Liberia is the most recent country to fall into the talons of a “vulture fund.” Last week, British courts ruled that Liberia has to pay $20 million to two vulture funds, Wall Capital Ltd. and Hamsah Investments, for a debt that dates back to 1978.
Vulture funds are private companies that buy up impoverished countries’ old debt, usually for pennies on the dollar. They wait until a country receives international cancellation of its other debts – a process that is intended to enable governments to engage in desperately needed education and health spending – and then sue the country in U.S. or European courts for the full face value of the debt, plus extra charges, for a huge profit.
For Liberia, as for many impoverished countries, $20 million can mean life or death.
Twenty million roughly equals the country’s entire education budget or 150% of its health spending last year. With life expectancy at a shocking average of 45 years and with one of the lowest standards of living in the world, the country’s democratic government has had the Sisyphean task of fighting extreme poverty while struggling with huge debt.
If there was ever a case for debt cancellation, Liberia is it. Most of its debts were accumulated over the last 30 years, often by despotic leaders, beginning with the autocratic regime of Samuel Doe from 1980-1989 and continuing through the brutal civil war. Under Charles Taylor’s power, the war killed an estimated 270,000 people and displaced almost 1 million Liberians.
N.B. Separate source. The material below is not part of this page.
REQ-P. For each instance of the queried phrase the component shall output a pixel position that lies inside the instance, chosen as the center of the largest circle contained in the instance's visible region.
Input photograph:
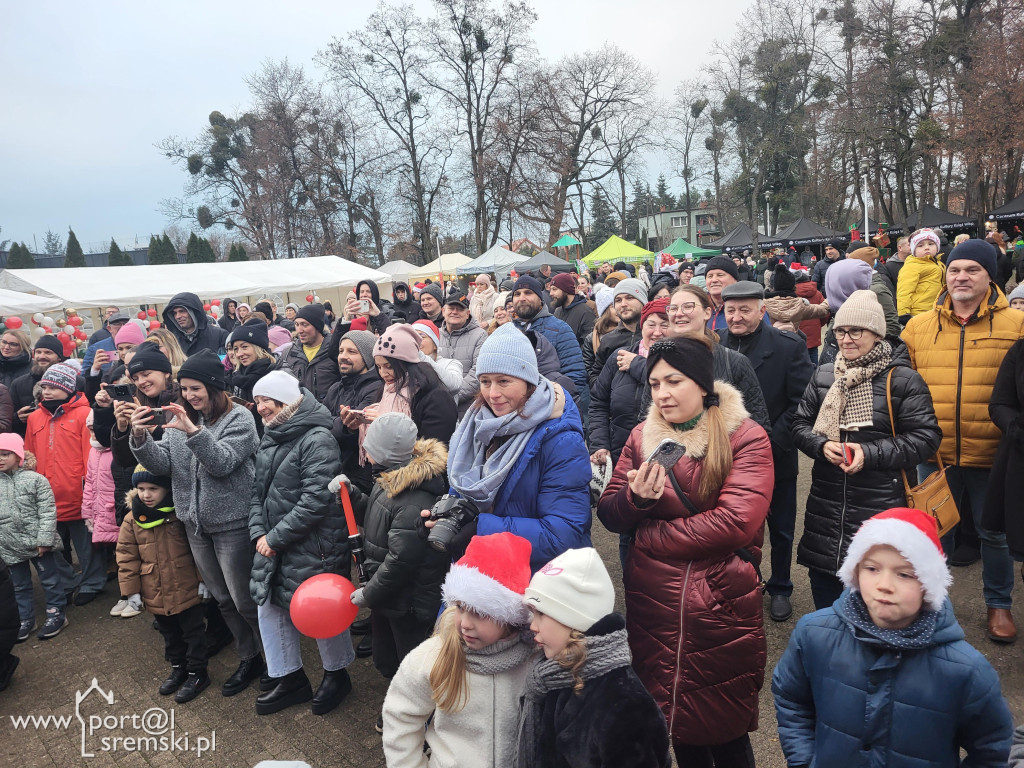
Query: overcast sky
(88, 89)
Not only are the majority of Liberia’s debts illegitimate, the new democratic government run by Ellen Johnson-Sirleaf is doing everything it can to start a new chapter in the country’s history. In 2007, Liberia paid off its backlog of debts to the World Bank and African Development Bank, and in April of this year reached an agreement to buy back – at a steep discount — 97% of its private debt.
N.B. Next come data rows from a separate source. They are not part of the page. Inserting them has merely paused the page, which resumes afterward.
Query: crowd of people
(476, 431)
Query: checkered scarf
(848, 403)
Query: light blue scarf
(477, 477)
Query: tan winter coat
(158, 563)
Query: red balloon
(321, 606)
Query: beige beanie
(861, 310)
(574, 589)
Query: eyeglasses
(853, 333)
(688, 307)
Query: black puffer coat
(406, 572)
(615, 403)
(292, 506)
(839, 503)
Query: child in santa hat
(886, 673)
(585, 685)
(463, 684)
The scandal deepens, however, as Wall Capital Ltd. and Hamsah Investments were the only two private creditors that did not participate in this year’s debt cancellation negotiations. Instead, they waited until the deal was complete before swooping in and suing. The two companies had bought the debt years before; it dated back to 1978 and was worth only $6 million. They are perfect examples of how a vulture fund’s only reason for existence is to manipulate the U.S. and U.K. court systems that favor creditors in order to take impoverished countries’ precious resources and finance their own coffers.
For almost 15 years, the Jubilee movement has worked around the world to call for debt cancellation as an effective way to fight poverty and the morally right step toward restoring right relationships between peoples. The vulture funds’ actions are one of the most audacious attempts we have seen to undermine these worldwide efforts.
Liberia’s case shows how critical the fight against vultures is. We must work to end their predatory practices before any more countries have to suffer – and before any more bankers get rich off the backs of the world’s most impoverished.
The Stop VULTURE Funds Act is a bill currently in the House of Representatives, which would take away the ability and incentive for vulture funds to make exorbitant amounts of money off of the most impoverished by limiting the interest rates they can charge. The bill would also require private creditors to disclose much more information about their own business practices before they can sue a poor country in U.S. courts – including how much they paid for the debt in the first place. Liberia’s story is extreme, but also representative of the struggle of many countries around the world who are trying to do everything they can to succeed, but who continue to be pushed back down the mountain.
Hayley Hathaway is operations & communications coordinator for the Jubilee USA Network.